Thursday, March 5, 2009

Neko Case is Woman



Album: Middle Cyclone
Artist: Neko Case
Review: In Your Speakers
Rating: Four out of Five Stars



Neko Case is woman. Hear her roar. And lest you doubt, just take a glance at the album cover for her latest artistic endeavor, Middle Cyclone. Case is crouched and ready to pounce, fight, defend, and sing her heart out. In truth, she’s not much different than the animals that she writes and sings about. With the fierce gleam in her eye, you get the sensation all at once that Neko Case is simultaneously a killer whale and a magpie. She has tapped into her animal like characteristics, all the beauty, all the soul, all the chase and put it into one all too human album.


Neko Case is not a novice to her craft, and yet, with Middle Cyclone, she brings the intensity, passion, and heart of a first time recorder. In 2006, Case released Fox Confessor Brings the Flood. It was a funky combination of country rock, soulful gospel (Southern style), and some pop hymns. She sang about lions and sparrows. In Middle Cycle she sings about whales and magpies, all the while reminding us “I’m an animal, and you’re an animal, too.” Combining the talents of several of Case’s longtime friends, including Calexico, M. Ward, Los Lobos, and the New Pornographers, the album embraces a country twang as well as the beauty of a whole new type of tenderness . In Middle Cyclone, you will find Case as tangible as ever, and yet she manages to stay illusive enough to remain just out of reach (just try and decipher the lyrics of “Polar Nettles”).

With so much creative genius joined together, you’d have to seriously hate indie rock if you don’t immediately fall in love with this album. And for all of that collaboration, you get the sense that this is her show, her tour de force, and she doesn’t apologize or wonder…she knows she has created a masterpiece.
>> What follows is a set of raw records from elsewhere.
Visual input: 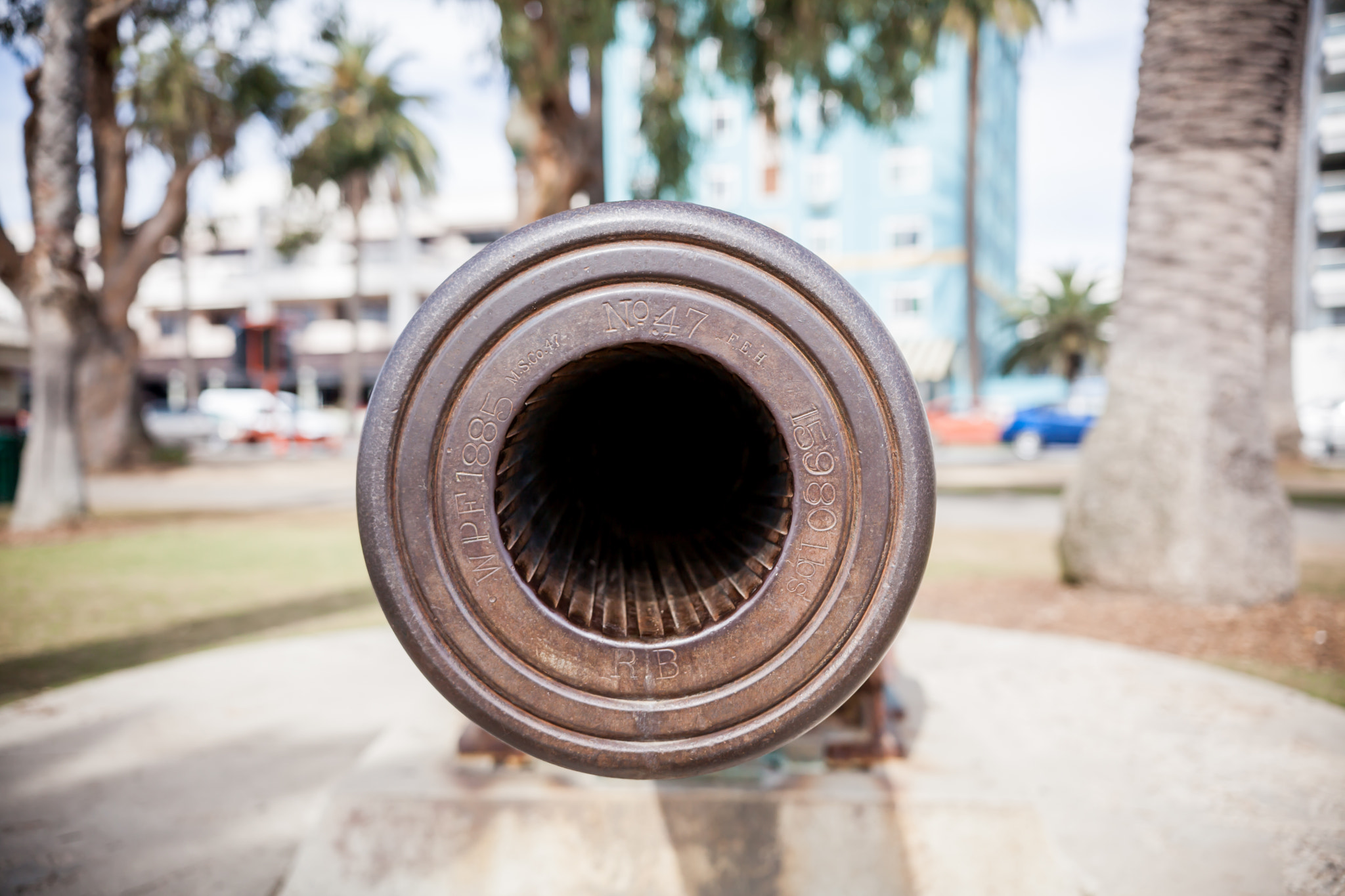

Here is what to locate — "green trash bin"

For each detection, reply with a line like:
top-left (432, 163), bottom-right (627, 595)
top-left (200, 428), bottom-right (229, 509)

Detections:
top-left (0, 429), bottom-right (24, 503)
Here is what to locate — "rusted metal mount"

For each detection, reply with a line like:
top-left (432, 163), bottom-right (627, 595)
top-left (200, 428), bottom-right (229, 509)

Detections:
top-left (358, 202), bottom-right (933, 778)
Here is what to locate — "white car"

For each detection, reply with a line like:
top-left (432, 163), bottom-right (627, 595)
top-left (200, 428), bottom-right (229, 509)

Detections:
top-left (196, 388), bottom-right (299, 442)
top-left (1298, 400), bottom-right (1345, 458)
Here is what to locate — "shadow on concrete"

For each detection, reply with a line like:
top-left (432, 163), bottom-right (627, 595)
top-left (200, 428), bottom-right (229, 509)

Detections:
top-left (0, 588), bottom-right (374, 704)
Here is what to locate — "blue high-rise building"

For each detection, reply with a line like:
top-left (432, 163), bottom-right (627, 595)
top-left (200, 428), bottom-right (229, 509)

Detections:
top-left (603, 4), bottom-right (1019, 395)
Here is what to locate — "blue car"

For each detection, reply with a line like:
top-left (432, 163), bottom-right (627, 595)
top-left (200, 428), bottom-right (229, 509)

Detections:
top-left (1000, 406), bottom-right (1097, 461)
Middle Cyclone also embraces something that Neko has shunned in most of her previous work: the topic of love. The album begins with “This Tornado Loves You”, in which she compares love to a near natural disaster, saying to the world that when she’s involved in loving, it can get dangerous. Her voice is as wide and strong as you’d expect from the woman on the album cover. And yet, when you listen to the title track, there is something so revealing, personal, tender, and quiet about the loneliness she reveals. She is definitely putting all of herself out on the battlefield.

Two of the albums most lyrical tracks are "I'm an Animal" and "Red Tide" because they do everything that Neko does so well. They are vast, they are poetic, they encourage you to think and sway at once. She takes to minor chords in “Prison Girls” and then goes to an old time slow dance in “Fever”. Her spunk is lilting in “The Next Time You Say Forever” where she threatens violence to the next man who makes false promises to her. Following that up with “People Got A Lot of Nerve” drives her point home.

What stands out above all else is the care, love, craft, and soul that Case put into every detail of Middle Cyclone’s creation. From finding as many pianos on Craigslist that she could cram into a Vermont barn for recording, to the sax solos, the beating drums, and the quick succession of each track to create a work of art that gives the impression that while intense, quick and intelligent, she also has all the time in the world to do what she loves.

2 comments:

Ruahines said...

Kia ora D'Arcy,
I have been enjoying your reviews. This one has really tweaked my interest and I will check it out, reads as a very interesting combination of sounds which I would enjoy.
Aroha,
Robb

jo said...

isn't she wonderful? the more i listen to her the more i love her. all the new pornographers' members that have their own gig (that i've heard so far) are amazing! i've just started to get into a.c. newman, too, and the new p's are rapidly becoming one of my top 10 favorite bands of all time. i love neko's voice, i love her style, and man i LOVE her hair!